You may be tempted to think that you are every thing this person needs. But you’re kidding yourself. You could be married with kids and she will still look for attention elsewhere.

Suicidal tendencies should be taken seriously with troubled women, but they should also be taken with a grain of salt. I can’t tell you how many times someone has threatened suicide and then magically forgotten that she did so. That doesn’t mean they aren’t capable of it. They are. But they are also not above using it as another tool to manipulate you.

Thankfully, Sinead is under psychiatric supervision. She is getting the help that she needs. It’s ok to feel bad for these women. Just don’t get sucked into their vortex. Don’t play their yo-yo games.

Father’s Day

June 18, 2017

Today, many of us will be honoring our fathers. But not all of us. Many troubled women have ambivalent feelings about their fathers. Show me a Man Hater and I will show you a woman who secretly hates what her father did to her. I’ll show you a woman who seeks out men to punish for her father’s sins… The father that caused her immeasurable pain. 

Being stabbed in the back is a familiar pain for toxic women and so it is a familiar pattern of behavior. Infidelity and the shutting out of loved ones is also hardwired into these cold-hearted women. 

If you allow a troubled woman into your life, you will know that pain. They decided, long ago, that all men are pigs… Before they even met you. 

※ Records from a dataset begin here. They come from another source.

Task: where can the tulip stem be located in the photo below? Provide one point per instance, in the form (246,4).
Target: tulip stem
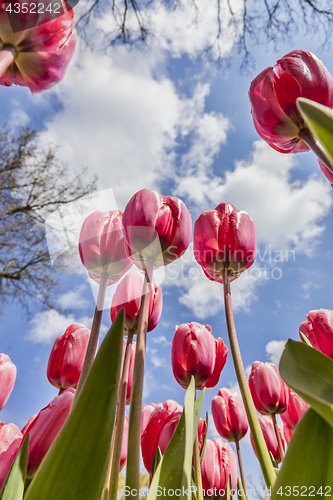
(8,54)
(93,339)
(134,431)
(111,480)
(258,438)
(278,438)
(316,147)
(241,470)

No matter what you do, you will trigger memories of a father who betrayed them in some way. Prepare to be punished for being a man.

Toxic Woman

June 5, 2017

It has not been easy getting people to recognize their own toxicity. It’s a long, slow journey. And some people are just not willing to examine themselves. My BPDex ran away because she couldn’t handle the truth that I had laid before her feet. All my exes have worked very hard to prove me wrong… By getting married, having kids, living in denial, blaming me for everything, playing the victim… But there are signs that the contents of this blog are finally sinking in. Recently, my BPDex wrote this:

You have a fight with your friend over something you find ridiculous, and you walk away shaking your head, thinking, “What is wrong with her? Why is she so crazy?” But sometimes, when we’re the toxic friend in a relationship, it’s hard to look in the mirror and see what we’re doing wrong. Instead, we shame and blame our friends when they call us out for behaving badly.

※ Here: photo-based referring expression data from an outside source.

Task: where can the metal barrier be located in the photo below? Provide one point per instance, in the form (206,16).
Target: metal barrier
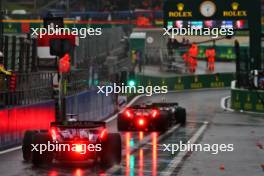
(246,99)
(218,80)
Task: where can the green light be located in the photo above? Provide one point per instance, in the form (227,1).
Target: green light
(131,83)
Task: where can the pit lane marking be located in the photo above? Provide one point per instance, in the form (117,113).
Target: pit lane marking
(147,139)
(180,156)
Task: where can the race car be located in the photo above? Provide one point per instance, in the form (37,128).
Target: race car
(73,141)
(151,117)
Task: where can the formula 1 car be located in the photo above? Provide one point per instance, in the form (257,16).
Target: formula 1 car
(73,141)
(152,117)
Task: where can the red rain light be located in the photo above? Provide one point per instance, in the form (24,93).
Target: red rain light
(53,133)
(103,134)
(78,148)
(155,113)
(128,113)
(141,122)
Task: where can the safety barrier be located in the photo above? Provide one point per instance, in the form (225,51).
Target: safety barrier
(90,105)
(14,121)
(247,100)
(217,80)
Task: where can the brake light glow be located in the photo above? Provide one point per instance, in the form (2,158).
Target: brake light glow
(141,122)
(103,134)
(128,113)
(53,133)
(155,113)
(78,148)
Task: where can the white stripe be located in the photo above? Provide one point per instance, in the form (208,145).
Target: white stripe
(147,139)
(178,159)
(10,150)
(223,106)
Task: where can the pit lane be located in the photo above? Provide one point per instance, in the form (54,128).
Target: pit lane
(142,152)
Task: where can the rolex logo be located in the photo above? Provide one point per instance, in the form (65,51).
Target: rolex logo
(234,5)
(180,6)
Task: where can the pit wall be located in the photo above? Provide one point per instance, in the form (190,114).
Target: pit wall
(188,81)
(247,100)
(15,121)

Has my BPDex finally turned the corner? Or is she dispensing advice to others… while still blind to her own bad behavior? Has she spent some time reflecting about the way she treats friends and perhaps some time thinking about the way she treated me? Or is this her feigning self-improvement as she has so often done?

She goes on to write about insecurity, identity issues, soul-searching and the importance of counseling. And although she avoids the first person POV, one can see that the struggle has been personal. She is writing from the heart… Taking a break from social commentary and feminist critique… To tackle issues that are much more painful for her to acknowledge.

Like all my exes, self-examination does not come naturally to her. Toxic women are prone to projection and the demonization of others. So to recognize that the toxic person might be the person in the mirror is a huge step for her. 

I have no desire to reconnect with her or any of my toxic exes. I am content being my own person these days. I no longer long for any of that toxic love. The fond memories are too tainted. But it is satisfying to see my words have had an effect on my ex.